Problems for Borders means problems for authors

The news about Borders UK being up for sale and struggling to find a buyer, which could result in them going into administration this week, is bad news for the staff, authors, publishers and readers.  Unfortunately it is a sign of the times both economic and the way the entire publishing and bookselling industry is changing.

Borders UK hopes to sell about 36 of its 45 bookshops and if it does then at least there will still  be a book chain on the high street along with Waterstones and W.H. Smiths, although I tend not to think of the latter as a bookshop and can't recall the last time I actually bought a book there.

Books etc, is holding closing-down sales at its remaining eight stores, which are due to shut their doors early in 2010.

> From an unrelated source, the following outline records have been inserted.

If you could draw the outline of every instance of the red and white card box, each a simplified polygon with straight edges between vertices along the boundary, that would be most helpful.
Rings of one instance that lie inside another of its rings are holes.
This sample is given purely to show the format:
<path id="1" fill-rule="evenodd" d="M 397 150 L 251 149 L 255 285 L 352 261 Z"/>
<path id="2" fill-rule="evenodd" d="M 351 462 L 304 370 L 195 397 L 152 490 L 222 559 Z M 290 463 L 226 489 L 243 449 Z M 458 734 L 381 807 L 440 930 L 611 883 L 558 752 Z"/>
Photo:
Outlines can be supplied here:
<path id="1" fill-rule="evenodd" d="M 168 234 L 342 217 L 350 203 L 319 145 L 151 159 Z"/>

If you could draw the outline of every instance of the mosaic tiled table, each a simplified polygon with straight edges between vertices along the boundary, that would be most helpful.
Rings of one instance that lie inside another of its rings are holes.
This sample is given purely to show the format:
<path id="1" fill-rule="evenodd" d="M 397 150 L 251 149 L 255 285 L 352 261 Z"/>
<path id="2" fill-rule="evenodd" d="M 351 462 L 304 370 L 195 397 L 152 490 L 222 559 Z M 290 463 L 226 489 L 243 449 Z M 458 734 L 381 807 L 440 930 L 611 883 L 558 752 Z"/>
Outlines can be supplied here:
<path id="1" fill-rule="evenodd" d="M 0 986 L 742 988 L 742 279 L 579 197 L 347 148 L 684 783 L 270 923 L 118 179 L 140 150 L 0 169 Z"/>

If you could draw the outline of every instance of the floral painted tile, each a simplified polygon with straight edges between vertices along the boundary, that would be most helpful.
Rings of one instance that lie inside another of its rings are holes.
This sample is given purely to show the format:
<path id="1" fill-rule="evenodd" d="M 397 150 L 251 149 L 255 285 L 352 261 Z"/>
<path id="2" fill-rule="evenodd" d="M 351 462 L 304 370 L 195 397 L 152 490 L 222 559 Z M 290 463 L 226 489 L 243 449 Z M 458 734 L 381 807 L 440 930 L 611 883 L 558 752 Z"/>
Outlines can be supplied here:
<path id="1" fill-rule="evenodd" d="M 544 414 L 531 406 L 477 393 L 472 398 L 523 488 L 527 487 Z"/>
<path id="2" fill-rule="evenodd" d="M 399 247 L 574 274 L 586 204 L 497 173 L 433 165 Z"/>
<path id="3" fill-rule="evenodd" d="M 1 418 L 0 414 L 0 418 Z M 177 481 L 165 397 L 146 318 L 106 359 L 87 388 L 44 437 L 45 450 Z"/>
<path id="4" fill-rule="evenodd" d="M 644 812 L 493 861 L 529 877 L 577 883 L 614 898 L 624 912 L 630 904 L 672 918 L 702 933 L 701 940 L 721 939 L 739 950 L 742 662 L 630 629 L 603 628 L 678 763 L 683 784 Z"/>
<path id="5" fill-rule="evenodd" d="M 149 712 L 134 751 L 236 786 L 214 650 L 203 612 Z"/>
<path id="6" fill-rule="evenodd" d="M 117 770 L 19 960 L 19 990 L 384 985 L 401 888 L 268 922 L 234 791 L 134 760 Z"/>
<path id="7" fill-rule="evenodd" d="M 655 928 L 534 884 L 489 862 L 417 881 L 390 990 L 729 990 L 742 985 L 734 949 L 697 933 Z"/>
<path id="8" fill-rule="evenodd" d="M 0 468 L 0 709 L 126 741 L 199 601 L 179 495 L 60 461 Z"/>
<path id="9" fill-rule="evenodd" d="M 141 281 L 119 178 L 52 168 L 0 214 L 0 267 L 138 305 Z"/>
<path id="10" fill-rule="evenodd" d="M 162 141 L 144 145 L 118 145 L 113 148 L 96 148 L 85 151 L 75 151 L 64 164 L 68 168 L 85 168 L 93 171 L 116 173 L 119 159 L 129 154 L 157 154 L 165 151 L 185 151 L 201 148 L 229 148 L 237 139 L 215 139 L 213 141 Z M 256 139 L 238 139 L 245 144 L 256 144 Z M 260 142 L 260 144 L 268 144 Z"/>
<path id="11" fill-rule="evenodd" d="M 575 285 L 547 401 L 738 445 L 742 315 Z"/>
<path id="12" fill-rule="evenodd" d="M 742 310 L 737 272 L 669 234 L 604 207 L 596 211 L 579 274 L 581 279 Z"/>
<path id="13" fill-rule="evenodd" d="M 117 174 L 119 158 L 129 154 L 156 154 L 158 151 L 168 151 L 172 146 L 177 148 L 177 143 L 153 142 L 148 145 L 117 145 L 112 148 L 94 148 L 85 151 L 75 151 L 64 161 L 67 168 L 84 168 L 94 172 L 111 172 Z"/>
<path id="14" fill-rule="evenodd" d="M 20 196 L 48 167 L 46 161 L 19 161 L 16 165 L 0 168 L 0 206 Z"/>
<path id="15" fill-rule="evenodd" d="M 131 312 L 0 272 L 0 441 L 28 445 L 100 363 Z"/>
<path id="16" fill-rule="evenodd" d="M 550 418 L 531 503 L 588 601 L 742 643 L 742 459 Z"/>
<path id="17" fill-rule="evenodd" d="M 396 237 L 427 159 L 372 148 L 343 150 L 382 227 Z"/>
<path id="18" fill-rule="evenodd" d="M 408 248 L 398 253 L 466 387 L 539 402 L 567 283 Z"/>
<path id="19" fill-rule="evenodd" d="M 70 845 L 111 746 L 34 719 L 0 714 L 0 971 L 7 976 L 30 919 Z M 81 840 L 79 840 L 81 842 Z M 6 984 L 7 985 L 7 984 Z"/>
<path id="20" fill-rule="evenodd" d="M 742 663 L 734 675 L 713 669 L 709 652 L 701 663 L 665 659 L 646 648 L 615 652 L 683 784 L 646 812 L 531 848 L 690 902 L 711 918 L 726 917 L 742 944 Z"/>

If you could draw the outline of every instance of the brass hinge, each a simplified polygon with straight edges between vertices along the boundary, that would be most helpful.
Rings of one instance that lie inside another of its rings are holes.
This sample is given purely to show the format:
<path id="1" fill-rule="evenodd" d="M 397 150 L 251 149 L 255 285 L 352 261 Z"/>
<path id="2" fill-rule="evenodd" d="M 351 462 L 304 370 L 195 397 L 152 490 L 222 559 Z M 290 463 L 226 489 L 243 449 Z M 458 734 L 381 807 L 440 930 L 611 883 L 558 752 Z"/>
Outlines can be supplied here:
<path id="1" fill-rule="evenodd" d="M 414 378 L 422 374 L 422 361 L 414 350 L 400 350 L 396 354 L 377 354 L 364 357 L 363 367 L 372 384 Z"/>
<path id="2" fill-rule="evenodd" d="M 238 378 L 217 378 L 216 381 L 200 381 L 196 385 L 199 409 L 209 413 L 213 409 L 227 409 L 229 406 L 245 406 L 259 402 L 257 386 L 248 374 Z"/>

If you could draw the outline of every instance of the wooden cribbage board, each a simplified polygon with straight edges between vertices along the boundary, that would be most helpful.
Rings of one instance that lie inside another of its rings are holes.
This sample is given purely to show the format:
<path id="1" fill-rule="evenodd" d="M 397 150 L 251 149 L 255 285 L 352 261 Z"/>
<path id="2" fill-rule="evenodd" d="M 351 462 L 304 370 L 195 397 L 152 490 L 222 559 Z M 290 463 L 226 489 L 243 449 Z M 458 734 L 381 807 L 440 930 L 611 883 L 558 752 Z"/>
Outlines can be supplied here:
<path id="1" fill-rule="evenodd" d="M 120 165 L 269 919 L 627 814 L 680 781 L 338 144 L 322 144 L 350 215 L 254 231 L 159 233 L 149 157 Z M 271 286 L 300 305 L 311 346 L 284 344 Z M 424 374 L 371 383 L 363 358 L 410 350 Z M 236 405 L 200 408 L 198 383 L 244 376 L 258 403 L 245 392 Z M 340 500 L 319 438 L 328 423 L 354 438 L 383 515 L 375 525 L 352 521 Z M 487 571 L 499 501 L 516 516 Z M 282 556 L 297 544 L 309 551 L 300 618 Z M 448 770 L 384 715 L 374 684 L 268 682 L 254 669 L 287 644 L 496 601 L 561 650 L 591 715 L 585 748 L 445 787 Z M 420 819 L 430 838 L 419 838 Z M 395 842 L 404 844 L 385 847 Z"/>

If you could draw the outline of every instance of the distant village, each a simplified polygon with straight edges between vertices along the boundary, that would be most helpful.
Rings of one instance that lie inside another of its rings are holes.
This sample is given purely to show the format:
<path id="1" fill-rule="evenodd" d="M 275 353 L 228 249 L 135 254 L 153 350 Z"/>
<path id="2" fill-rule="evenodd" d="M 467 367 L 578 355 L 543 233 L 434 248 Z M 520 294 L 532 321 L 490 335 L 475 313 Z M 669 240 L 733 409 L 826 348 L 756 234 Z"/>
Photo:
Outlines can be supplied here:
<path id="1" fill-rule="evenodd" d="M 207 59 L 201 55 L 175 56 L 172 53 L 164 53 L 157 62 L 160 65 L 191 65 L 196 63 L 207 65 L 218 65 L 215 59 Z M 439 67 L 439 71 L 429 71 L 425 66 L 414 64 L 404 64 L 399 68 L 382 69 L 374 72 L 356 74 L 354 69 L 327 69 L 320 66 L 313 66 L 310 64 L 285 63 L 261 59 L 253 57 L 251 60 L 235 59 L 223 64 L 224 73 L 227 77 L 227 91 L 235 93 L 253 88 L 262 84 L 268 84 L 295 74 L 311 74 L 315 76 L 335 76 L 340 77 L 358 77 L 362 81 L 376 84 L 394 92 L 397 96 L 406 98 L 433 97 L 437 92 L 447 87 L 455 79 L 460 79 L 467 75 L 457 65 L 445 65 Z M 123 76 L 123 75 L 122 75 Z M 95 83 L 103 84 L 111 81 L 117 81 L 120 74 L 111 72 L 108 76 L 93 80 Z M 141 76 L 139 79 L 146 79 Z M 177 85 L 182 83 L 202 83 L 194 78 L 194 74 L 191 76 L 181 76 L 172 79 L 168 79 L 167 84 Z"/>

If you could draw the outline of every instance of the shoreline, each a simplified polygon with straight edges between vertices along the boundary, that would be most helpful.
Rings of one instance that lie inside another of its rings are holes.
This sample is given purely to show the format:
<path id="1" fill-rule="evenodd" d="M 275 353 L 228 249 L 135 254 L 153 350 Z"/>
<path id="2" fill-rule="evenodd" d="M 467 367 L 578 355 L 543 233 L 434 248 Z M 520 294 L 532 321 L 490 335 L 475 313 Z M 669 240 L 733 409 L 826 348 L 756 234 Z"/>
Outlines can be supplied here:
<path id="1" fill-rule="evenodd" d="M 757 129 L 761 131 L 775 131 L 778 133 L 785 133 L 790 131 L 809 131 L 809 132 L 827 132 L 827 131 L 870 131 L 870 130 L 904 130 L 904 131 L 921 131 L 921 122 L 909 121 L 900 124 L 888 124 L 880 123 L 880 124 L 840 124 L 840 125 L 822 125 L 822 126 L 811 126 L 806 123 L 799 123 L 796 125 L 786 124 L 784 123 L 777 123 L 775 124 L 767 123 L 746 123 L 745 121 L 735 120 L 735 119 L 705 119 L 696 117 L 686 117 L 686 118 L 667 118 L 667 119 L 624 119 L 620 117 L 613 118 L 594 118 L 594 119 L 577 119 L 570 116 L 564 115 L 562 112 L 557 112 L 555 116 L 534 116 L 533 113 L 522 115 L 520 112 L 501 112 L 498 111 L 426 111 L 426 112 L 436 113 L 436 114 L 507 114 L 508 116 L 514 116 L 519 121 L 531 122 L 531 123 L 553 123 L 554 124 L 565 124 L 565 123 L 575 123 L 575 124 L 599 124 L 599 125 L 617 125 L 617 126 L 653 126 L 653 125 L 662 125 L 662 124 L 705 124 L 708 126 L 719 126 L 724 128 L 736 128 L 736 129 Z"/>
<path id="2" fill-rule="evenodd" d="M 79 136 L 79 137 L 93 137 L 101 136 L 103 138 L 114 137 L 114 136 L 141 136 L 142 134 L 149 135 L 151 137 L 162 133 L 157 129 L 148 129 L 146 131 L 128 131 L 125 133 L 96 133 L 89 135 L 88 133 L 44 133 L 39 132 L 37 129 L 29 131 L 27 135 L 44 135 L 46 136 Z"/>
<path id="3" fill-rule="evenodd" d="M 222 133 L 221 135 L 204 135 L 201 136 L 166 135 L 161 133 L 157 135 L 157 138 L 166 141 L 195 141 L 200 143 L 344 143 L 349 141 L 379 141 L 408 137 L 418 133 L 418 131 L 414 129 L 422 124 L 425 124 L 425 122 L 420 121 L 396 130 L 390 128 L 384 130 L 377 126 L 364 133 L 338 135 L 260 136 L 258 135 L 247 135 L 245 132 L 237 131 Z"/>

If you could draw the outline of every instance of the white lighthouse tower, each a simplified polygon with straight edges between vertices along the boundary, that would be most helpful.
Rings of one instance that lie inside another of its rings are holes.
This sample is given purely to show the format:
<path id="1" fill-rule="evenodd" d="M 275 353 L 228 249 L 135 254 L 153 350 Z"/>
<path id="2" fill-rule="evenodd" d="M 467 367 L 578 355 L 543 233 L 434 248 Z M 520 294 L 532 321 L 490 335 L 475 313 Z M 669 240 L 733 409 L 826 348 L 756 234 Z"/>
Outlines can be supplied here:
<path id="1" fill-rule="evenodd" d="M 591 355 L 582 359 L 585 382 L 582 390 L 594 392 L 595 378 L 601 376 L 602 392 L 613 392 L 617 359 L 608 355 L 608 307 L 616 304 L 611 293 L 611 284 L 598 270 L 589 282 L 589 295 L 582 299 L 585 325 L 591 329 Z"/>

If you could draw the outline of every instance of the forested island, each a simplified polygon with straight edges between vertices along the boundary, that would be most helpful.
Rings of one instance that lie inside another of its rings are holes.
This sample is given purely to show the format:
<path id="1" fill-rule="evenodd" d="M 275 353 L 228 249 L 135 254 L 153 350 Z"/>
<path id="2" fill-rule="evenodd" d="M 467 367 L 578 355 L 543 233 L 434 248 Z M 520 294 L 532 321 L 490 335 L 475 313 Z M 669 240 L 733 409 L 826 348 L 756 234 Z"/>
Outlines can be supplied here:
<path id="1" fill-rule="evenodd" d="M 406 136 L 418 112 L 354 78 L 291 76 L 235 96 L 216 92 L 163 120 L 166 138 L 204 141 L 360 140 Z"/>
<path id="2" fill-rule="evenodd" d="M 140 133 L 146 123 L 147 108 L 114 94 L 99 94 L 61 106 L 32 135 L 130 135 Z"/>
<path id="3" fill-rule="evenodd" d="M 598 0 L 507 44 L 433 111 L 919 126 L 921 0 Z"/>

It is reported in the media that Borders is talking to HMV, which owns rival Waterstone's, who are only interested in buying a handful of stores, and probably then to cherry pick the locations.

If Borders goes into administration this sounds like Woolworth's all over again and publishers will receive a high level of returns therefore denting their blance sheets, which in turn will mean reductions in commissioning new titles and author cutbacks.

The growth of cheaper books and the rise of online book stores has hit all bookshops. It's also affected publishers and authors.  There is one silver lining in this cloud though and that is online bookshops offer readers a far greater choice than any bricks and mortar shop can (always given that the reader has access to the Internet) and it also means that many more authors can have their books show cased.